A great deal is being said in our society today about the role of women. Since some of these statements are quite contradictory to what we have been taught by the leaders of our Church, some uneasiness is understandable.
Our young women properly aspire to and prepare themselves for the experiences and blessings of motherhood, which is their highest calling and opportunity for service. As you are aware, the leaders of our Church have consistently taught that “mothers who have young children in the home should devote their primary energies to the companionship and training of their children and the care of their families, and should not seek employment outside the home unless there is no other way that the family’s basic needs can be provided.” (Letter from the First Presidency to Elder Neal A. Maxwell and President Dallin H. Oaks, May 14, 1973.)
Our young women’s primary orientation toward motherhood is not inconsistent with their diligent pursuit of an education, even their efforts in courses of study that are vocationally related. According to current life expectancies, a 20-year-old woman can look forward to more than 50 additional years of life. Not all of that time will be spent in bearing children and raising families. In fact, from one-third to one-half of a young woman’s remaining years of life will be spent in activities preceding marriage and the rearing of children, or following the time when children have left the home. A young woman’s education should prepare her for more than the responsibilities of motherhood. It should prepare her for the entire period of her life.

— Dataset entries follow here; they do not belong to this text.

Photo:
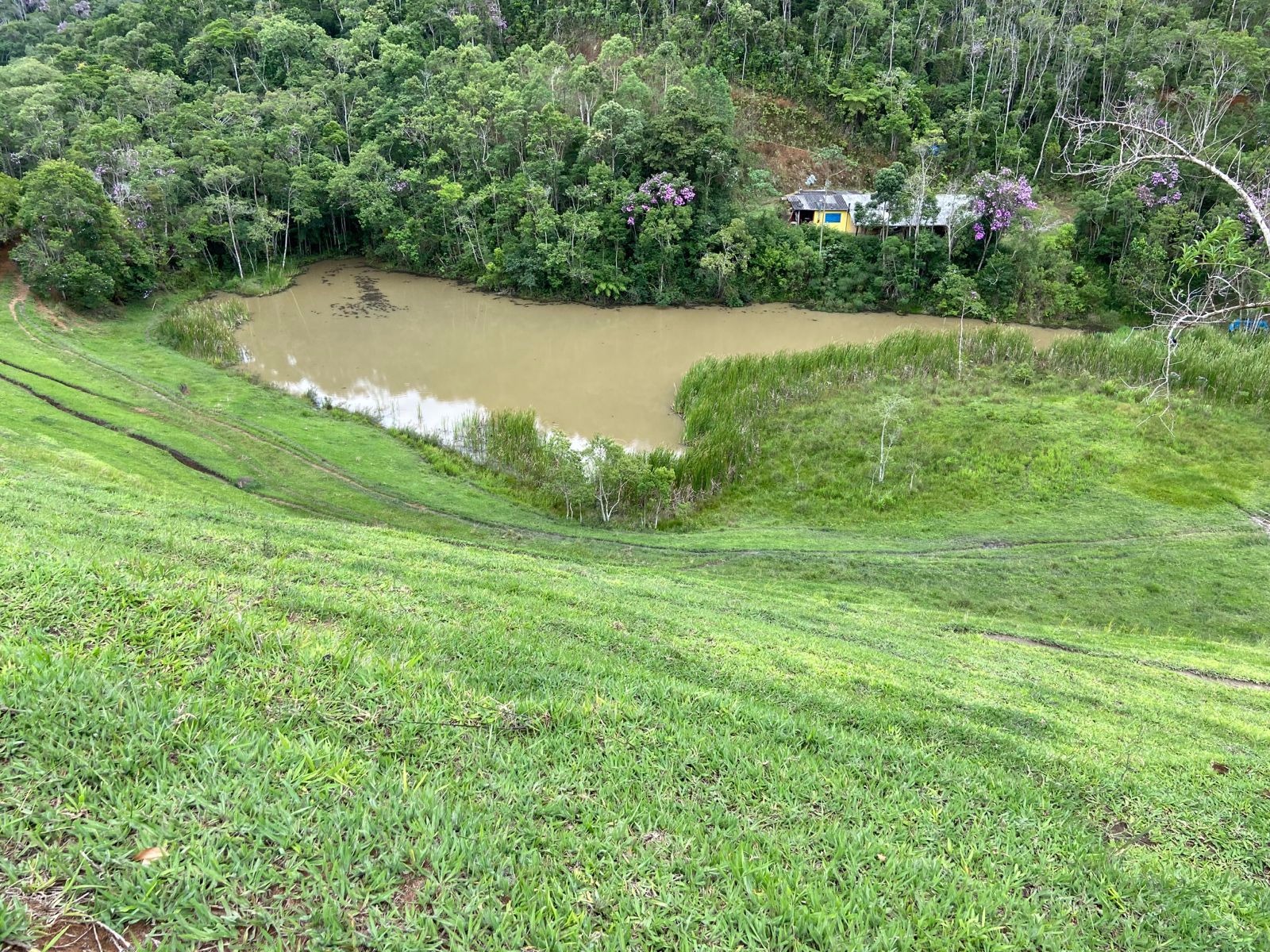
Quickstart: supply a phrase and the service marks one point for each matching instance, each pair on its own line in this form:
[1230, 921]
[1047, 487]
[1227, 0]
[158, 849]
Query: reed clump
[723, 400]
[205, 330]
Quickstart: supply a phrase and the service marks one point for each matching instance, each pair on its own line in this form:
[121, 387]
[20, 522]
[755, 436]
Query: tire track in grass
[1006, 638]
[279, 443]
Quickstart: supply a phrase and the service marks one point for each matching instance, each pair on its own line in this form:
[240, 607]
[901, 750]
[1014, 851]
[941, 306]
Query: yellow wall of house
[845, 225]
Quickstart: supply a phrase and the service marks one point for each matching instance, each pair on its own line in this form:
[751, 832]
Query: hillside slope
[359, 704]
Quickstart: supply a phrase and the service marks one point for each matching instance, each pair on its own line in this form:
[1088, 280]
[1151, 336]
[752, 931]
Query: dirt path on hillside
[22, 292]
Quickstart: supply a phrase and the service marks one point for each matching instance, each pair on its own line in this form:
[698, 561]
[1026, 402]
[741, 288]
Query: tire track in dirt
[279, 443]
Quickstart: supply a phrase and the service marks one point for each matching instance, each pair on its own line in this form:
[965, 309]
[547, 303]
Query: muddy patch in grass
[1222, 679]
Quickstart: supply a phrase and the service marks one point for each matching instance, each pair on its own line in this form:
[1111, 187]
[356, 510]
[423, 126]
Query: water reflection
[422, 353]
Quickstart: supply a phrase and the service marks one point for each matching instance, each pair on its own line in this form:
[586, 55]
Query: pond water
[422, 353]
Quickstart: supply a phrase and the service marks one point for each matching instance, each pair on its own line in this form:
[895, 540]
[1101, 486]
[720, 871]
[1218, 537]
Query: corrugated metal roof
[941, 211]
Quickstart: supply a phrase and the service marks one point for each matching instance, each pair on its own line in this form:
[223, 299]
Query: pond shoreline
[425, 353]
[597, 304]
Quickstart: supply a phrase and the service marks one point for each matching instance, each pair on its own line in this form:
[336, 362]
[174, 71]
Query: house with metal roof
[852, 213]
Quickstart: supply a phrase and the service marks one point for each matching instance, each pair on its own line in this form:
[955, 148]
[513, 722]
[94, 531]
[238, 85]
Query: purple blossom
[999, 198]
[495, 14]
[660, 190]
[1161, 187]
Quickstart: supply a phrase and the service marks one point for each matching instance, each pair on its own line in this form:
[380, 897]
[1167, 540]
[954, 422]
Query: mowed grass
[368, 720]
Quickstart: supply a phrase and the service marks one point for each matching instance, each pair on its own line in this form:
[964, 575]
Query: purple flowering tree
[660, 211]
[1147, 135]
[660, 190]
[997, 205]
[1161, 187]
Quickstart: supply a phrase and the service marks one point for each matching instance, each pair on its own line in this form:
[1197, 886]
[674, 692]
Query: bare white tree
[1191, 131]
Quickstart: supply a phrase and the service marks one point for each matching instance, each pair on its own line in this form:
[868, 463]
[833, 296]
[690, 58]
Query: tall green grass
[723, 400]
[205, 330]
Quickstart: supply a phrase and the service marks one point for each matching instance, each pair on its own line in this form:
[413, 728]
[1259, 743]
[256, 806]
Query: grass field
[352, 695]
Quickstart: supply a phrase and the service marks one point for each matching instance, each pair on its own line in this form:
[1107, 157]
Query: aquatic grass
[722, 400]
[385, 729]
[205, 330]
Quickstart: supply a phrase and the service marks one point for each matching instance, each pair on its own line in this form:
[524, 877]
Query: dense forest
[613, 150]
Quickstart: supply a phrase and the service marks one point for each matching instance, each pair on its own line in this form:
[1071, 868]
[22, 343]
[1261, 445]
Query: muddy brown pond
[422, 353]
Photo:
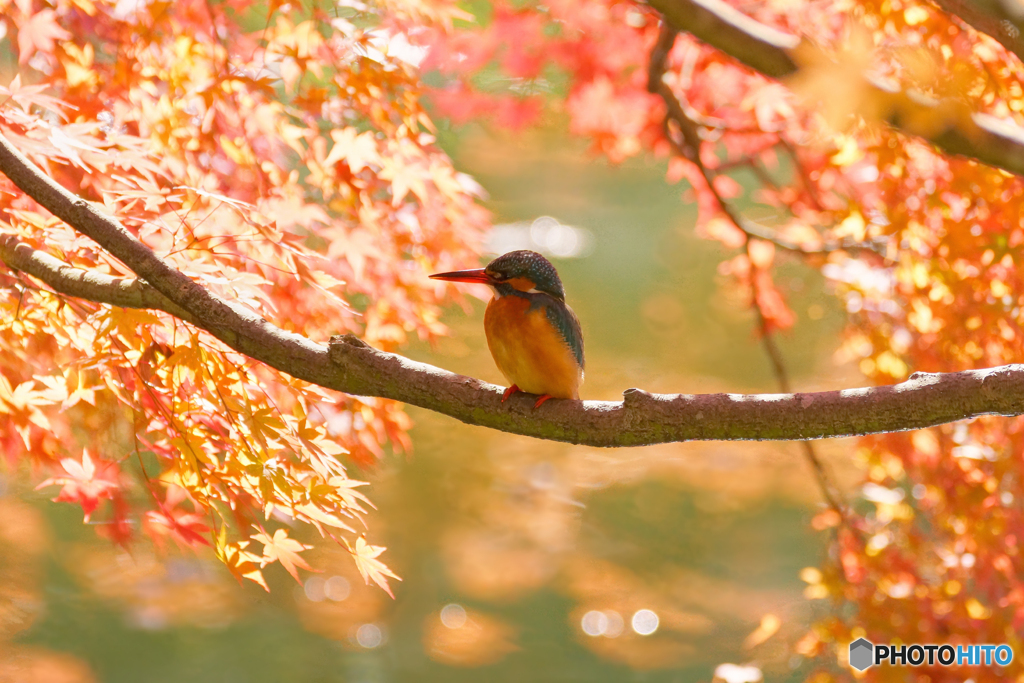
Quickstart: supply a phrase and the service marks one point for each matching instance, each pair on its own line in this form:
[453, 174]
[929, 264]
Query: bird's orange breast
[528, 349]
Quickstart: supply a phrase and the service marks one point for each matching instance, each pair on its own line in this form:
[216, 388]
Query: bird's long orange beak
[472, 275]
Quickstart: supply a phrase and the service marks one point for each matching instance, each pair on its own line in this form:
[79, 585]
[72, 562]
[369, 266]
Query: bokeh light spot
[454, 615]
[369, 636]
[313, 588]
[645, 622]
[594, 623]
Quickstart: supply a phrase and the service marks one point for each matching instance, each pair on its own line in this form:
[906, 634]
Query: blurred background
[522, 560]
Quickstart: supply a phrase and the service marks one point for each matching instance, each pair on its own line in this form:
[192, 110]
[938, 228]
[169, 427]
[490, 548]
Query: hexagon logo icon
[861, 654]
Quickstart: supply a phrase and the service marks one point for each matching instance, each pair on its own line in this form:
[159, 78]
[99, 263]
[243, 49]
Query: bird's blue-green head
[522, 270]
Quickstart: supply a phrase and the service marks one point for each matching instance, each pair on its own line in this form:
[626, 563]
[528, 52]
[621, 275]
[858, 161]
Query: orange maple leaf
[371, 567]
[39, 34]
[284, 550]
[84, 483]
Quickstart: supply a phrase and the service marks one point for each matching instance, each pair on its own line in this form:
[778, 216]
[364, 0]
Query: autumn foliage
[283, 157]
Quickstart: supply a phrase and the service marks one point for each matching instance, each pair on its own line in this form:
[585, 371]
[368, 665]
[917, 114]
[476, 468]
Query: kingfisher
[532, 335]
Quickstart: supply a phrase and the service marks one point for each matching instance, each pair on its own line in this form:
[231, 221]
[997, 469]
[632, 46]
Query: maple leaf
[39, 34]
[283, 549]
[185, 527]
[371, 567]
[85, 483]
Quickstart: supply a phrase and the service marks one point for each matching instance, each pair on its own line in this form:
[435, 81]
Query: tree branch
[992, 18]
[352, 367]
[987, 139]
[124, 292]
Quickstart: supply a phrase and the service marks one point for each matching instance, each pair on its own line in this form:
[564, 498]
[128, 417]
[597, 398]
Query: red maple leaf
[39, 33]
[85, 483]
[186, 528]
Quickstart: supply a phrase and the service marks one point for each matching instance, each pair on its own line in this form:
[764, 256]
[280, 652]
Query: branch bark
[767, 50]
[350, 366]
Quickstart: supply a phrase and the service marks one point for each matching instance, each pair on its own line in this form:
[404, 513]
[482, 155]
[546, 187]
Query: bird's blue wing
[568, 325]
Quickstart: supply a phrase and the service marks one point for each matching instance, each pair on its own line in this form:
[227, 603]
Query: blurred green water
[526, 537]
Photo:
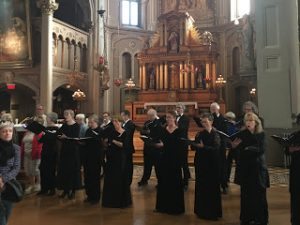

Many of our young women will need to earn a living for themselves because they do not marry, because they do not marry until after some years of employment, or because they have been widowed or through other circumstances have been compelled to assume the responsibilities of the family breadwinner. A mother who must earn a living for the family in addition to performing the duties of motherhood probably has as great a need for education as any person in the world.
There are other reasons why it is important for our young women to receive a proper education. Education is more than vocational. Education should improve our minds, strengthen our bodies, heighten our cultural awareness, and increase our spirituality. It should prepare us for greater service to the human family. Such an education will improve a woman’s ability to function as an informed and effective teacher of her sons and daughters, and as a worthy and wise counselor and companion to her husband. Some have observed that the mother’s vital teaching responsibility makes it even more important to have educated mothers than to have educated fathers. “When you teach a boy, you are just teaching another individual,” President Harold B. Lee declared, “but when you teach a woman or a girl, you are teaching a whole family.” (Relief Society Magazine, January, 1965, p. 8.)
One of the most important purposes of a university education is to prepare men and women to be responsible and intelligent leaders and participants in the lives of their families, in their Church, and in their communities. That kind of education is needed by young men and young women alike. In short, we make no distinction between young men and young women in our conviction about the importance of an education and in our commitment to providing that education.